Puisque « la réalité plurilingue des centres urbains comme Montréal et Vancouver exige le développement de pratiques pédagogiques permettant aux jeunes de collaborer pour faciliter des rapprochements et pour prendre conscience de la diversité linguistique de leurs communautés et du monde plus large » (Dagenais, Armand, Walsh & Maraillet, 2007, pp.213-214) des approches pédagogiques visant à valoriser la diversité linguistique et culturelle des élèves, comme celle de l’Éveil aux langues, semblent être tout à fait appropriées (Dagenais, 2008).

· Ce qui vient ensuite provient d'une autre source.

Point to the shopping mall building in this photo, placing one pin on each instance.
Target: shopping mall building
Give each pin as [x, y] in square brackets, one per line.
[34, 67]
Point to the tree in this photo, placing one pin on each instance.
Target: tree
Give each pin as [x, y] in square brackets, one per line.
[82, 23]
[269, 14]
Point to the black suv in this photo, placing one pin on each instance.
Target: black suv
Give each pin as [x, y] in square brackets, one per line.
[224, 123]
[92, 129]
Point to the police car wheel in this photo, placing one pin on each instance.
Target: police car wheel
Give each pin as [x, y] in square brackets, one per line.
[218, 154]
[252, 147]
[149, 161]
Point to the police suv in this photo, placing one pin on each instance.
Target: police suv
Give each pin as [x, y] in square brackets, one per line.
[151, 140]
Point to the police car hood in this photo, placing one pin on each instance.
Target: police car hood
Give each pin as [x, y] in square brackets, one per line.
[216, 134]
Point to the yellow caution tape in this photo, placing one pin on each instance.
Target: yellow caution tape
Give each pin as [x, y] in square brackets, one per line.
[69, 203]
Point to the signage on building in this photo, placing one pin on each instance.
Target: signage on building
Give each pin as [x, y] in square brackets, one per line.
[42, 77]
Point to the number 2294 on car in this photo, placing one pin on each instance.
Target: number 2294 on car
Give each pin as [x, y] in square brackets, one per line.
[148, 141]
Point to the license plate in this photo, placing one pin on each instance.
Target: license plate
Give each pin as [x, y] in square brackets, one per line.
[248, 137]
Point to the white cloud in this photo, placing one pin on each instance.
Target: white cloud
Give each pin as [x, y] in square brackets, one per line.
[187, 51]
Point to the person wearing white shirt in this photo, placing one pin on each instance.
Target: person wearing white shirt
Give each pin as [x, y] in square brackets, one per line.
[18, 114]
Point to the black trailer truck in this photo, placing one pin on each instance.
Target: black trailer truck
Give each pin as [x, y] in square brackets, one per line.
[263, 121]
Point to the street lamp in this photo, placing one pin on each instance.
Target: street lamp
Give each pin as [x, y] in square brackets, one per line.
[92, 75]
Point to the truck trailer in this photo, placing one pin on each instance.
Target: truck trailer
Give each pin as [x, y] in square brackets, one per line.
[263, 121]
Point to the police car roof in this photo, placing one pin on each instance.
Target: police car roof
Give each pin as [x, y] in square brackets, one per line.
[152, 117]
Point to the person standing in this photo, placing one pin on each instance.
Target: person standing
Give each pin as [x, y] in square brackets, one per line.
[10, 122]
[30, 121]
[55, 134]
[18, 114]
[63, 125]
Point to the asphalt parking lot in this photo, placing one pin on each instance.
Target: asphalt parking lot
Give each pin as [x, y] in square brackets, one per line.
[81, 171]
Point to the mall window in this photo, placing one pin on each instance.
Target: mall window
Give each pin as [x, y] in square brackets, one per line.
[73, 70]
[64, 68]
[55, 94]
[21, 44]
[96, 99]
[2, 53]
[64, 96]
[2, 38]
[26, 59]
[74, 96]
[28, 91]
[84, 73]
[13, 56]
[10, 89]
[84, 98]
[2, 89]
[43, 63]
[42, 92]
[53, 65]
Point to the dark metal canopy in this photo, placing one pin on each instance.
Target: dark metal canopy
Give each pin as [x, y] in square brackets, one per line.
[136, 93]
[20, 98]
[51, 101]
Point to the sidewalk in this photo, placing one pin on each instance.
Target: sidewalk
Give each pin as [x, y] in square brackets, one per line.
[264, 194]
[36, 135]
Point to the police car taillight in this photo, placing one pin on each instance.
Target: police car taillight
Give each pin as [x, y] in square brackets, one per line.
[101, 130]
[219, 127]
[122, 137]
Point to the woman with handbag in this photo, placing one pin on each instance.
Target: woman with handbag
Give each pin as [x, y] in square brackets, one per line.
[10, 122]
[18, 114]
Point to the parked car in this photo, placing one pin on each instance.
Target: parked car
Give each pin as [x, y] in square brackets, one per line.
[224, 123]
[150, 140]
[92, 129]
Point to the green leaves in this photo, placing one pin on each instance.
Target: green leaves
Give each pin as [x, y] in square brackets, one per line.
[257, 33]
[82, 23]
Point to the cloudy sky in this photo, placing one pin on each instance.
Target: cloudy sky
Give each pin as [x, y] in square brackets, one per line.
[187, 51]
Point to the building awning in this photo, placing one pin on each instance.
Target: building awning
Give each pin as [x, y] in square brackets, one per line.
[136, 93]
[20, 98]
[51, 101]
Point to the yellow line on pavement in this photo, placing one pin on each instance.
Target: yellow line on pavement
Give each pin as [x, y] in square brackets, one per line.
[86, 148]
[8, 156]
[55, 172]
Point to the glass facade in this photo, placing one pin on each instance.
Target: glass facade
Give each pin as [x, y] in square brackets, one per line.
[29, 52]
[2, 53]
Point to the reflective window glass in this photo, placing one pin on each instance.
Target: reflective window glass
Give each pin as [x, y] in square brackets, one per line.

Dans cette première partie de la revue de la littérature, les différentes problématiques soulevées au Québec, telles qu’un manque de prise en compte des spécificités des contextes régionaux pour l’adaptation des dispositifs, des difficultés de communication entre les parents et l’école résultant de l’absence de structures et de dispositifs adéquats, et une faible prise en compte de la diversité linguistique, témoignent avant tout de politiques et de dispositifs éducatifs inadaptés à la réalité éducative locale. Bien que certaines pistes d’action soient dégagées, nous pouvons toutefois observer une certaine incohérence entre la volonté politique québécoise de favoriser l’intégration et le vivre ensemble et les pratiques scolaires effectives, qui ne bénéficient pas de ressources effectives suffisantes.